For its latest video, alt-country band Freakwater enlisted the help of director and animator Kathleen Judge, who regularly works with musicians such as Neko Case and Calexico. The song, “What the People Want,” tackles gender-based violence and injustice through haunting animations and dark color palettes.

Watch above.

Below, read AG’s review of Freakwater’s new album, Scheherazade, from our May 2016 issue.


Freakwater returns with songs that feel old and grim and magical
by Kenny Berkowitz

Thirty years after their first gig, playing open mic at a strip club, Janet Beveridge Bean and Catherine Irwin are still making music together as Freakwater. Scheherazade, their first album in 11 years, is at least as good as anything they’ve ever done, and probably better. There’s a handful of electric instruments—guitar, bass, pedal steel, moog, and piano, mostly played by Louisville friends—but the spotlight is never far from Bean (guitar, mandola) and Irwin (guitar, banjo), their instruments entwined, their voices matched, and their songs raw, modal, and harsh as a slap across the face.

The album starts with songs about a gang rape (“What the People Want”), a sailboat on a windless sea (“The Asp and the Albatross”), and a farm that’s blown to dust (“Bolshevik and Boll Weevil”). It closes with an apparition of a woman with long hair streaming behind her (“Ghost Song”). In between, there’s plenty of sea, rain, and prophesying about days when tears “will rise to fill the skies and dark clouds will hide the sun.”
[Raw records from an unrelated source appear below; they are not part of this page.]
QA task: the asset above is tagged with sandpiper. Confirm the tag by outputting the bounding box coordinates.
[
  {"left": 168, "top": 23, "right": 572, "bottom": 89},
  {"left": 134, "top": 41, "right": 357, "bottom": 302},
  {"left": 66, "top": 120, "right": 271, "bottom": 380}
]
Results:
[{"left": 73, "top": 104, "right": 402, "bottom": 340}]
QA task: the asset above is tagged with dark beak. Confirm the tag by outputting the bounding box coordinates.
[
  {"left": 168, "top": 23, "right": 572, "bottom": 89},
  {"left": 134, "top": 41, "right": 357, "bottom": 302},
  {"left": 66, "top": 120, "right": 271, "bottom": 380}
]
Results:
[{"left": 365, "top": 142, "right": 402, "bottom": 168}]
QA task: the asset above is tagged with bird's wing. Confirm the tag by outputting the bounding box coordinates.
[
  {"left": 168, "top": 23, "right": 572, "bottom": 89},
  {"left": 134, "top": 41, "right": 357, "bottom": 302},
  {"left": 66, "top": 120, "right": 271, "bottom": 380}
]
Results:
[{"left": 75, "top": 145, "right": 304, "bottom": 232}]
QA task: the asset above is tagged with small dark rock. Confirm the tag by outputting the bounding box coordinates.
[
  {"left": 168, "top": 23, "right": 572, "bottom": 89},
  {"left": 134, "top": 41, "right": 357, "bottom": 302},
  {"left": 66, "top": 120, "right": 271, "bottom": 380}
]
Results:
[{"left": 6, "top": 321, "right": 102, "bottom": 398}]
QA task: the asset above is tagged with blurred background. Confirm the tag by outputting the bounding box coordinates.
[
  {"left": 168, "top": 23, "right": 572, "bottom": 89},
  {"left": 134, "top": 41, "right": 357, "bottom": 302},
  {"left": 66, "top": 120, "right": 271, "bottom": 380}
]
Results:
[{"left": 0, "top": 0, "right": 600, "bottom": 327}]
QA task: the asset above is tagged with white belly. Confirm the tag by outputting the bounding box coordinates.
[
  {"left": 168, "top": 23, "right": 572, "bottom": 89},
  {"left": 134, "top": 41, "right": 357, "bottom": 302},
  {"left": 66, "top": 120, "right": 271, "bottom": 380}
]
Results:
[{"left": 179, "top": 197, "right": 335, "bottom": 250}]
The songs feel old, old and grim as Appalachia, stirring up memories of legendary bluegrass singer Hazel Dickens and her guitarist Alice Gerrard, who found a plainspoken harmony in the hardness of women’s lives. That’s how good these songs are, and that’s how far Freakwater has come over these many years, creating timeless folk while staying true to its punk roots. Like the mythic Persian queen Scheherazade, Bean and Irwin weave these haunted tales of love and betrayal. And like Scheherazade, they tell stories as if their lives depended on them, as if there’s nothing else that can get them through the night.